Kommentar:Masse und Ohnmacht

Der Aufstand der Schiiten im Irak könnte für die Pläne der US-Besatzer zur Katastrophe werden.

Von Rudolph Chimelli

Der Widerstand gegen die amerikanisch geführte Besatzung im Irak ist dabei, vom Kleinkrieg in einen Volksaufstand umzuschlagen. Waren es bisher Gruppen von Nationalisten, Islamisten oder letzten Saddam-Nostalgikern, die im so genannten sunnitischen Dreieck den Alliierten schmerzhafte Schläge versetzten, so sind die blutigen Zwischenfälle vom Sonntag Ausdruck einer Massenbewegung in der schiitischen Volksgruppe. Ihr gehören etwa zwei Drittel aller Iraker an, und sie hatte sich bisher überwiegend abwartend verhalten.

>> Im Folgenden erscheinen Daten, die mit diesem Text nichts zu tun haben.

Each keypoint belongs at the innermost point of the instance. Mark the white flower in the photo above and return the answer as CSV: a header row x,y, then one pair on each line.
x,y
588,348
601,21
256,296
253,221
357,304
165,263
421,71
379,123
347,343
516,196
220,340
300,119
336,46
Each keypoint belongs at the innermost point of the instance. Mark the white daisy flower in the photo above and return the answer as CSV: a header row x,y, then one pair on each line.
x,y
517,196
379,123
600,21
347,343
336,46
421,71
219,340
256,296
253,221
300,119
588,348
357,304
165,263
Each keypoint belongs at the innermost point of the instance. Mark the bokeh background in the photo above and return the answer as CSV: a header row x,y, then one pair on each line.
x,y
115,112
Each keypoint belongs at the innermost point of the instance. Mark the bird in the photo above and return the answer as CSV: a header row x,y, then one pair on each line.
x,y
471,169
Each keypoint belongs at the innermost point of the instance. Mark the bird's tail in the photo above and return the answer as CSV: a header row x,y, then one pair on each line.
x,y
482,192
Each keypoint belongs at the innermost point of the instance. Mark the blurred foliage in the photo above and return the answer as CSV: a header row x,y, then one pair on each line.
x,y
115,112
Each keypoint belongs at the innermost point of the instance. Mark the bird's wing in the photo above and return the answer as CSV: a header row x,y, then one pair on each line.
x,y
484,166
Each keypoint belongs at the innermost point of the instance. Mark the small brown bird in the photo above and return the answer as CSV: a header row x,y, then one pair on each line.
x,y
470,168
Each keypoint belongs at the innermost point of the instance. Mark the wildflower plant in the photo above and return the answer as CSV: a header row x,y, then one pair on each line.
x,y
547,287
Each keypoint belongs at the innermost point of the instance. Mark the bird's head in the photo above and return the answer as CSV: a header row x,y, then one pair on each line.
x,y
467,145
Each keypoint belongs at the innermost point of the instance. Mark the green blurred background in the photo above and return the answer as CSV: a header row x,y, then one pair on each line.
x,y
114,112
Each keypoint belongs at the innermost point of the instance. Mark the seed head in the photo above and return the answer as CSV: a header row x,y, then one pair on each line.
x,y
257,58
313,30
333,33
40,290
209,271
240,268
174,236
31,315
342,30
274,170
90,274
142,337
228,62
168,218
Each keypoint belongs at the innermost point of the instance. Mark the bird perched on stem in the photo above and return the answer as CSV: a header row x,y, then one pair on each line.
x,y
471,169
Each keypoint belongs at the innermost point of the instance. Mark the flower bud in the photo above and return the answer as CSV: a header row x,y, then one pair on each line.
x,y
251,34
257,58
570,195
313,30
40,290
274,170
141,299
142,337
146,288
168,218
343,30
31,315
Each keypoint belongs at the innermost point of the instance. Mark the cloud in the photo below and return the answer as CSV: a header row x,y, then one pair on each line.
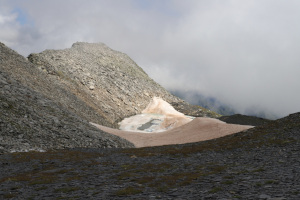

Die Schiiten sind alles andere als einheitlich organisiert. Motor der Volksbewegung ist der radikale Prediger Muktada al-Sadr, der von Anfang an jede Zusammenarbeit mit den Amerikanern abgelehnt hat. Jetzt ruft er dazu auf, nicht mehr bloß zu demonstrieren, sondern den Gegner zu "terrorisieren" - so wie dieser "Meinungen unterdrückt und das Volk terrorisiert und verachtet".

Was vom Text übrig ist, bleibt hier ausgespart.